La concentración y centralización del capital son procesos inherentes al sistema capitalista, pero el caso de los medios de comunicación resulta muy singular por su carácter cada vez más multidisciplinar. Al tradicional chantaje publicitario ejercido por el capital a través de sus medios de comunicación tanto a gobiernos como a otras empresas privadas trocando silencios por dinero; se añaden ahora como formas de negocio el uso y venta de datos personales para incrementar las ventas propias y ajenas (como hace Amazon). Tampoco se quedan fuera del negocio comunicativo las empresas de telecomunicaciones, que absorben a otras empresas para controlar desde la infraestructura satelital, de fibra o teléfono al contenido audiovisual que vemos en nuestro dispositivo móvil o en nuestra televisión (como el caso de Telefónica, también entre los grupos mediáticos más importantes en España). Un modelo que supone un peligro social real al controlar el capital, no solo la información mediada y el entretenimiento que consumimos, sino como en el caso de Google, la capacidad, incluso, de modular el acceso a la información de la población a través de internet o el control sobre infraestructuras físicas, patentes, dispositivos o programas que permiten a las personas comunicarse en el caso de Apple.

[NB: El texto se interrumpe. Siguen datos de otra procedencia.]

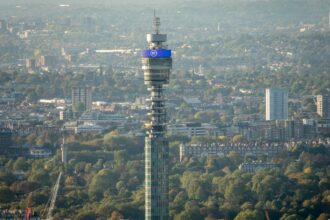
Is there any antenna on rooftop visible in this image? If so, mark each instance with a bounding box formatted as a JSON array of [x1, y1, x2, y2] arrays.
[[154, 9, 160, 34]]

Bajo este paradigma, ya no hablamos sólo de intentar evitar la desinformación o las mentiras de unos medios ya denostados, o la influencia y manipulación de una industria cultural privada; hablamos de recuperar el control como clase sobre nuestra capacidad para interactuar, comunicarnos o socializar. Por tanto, resulta imprescindible disponer de un espíritu crítico que nos permita discernir cómo informarnos, no solo sobre lo que sucede, sino también sobre lo que necesitamos saber, para en último término, tener la capacidad de actuar con claridad ante un problema comunicativo, que tiene su origen en lo económico, pero que es desde luego estructural.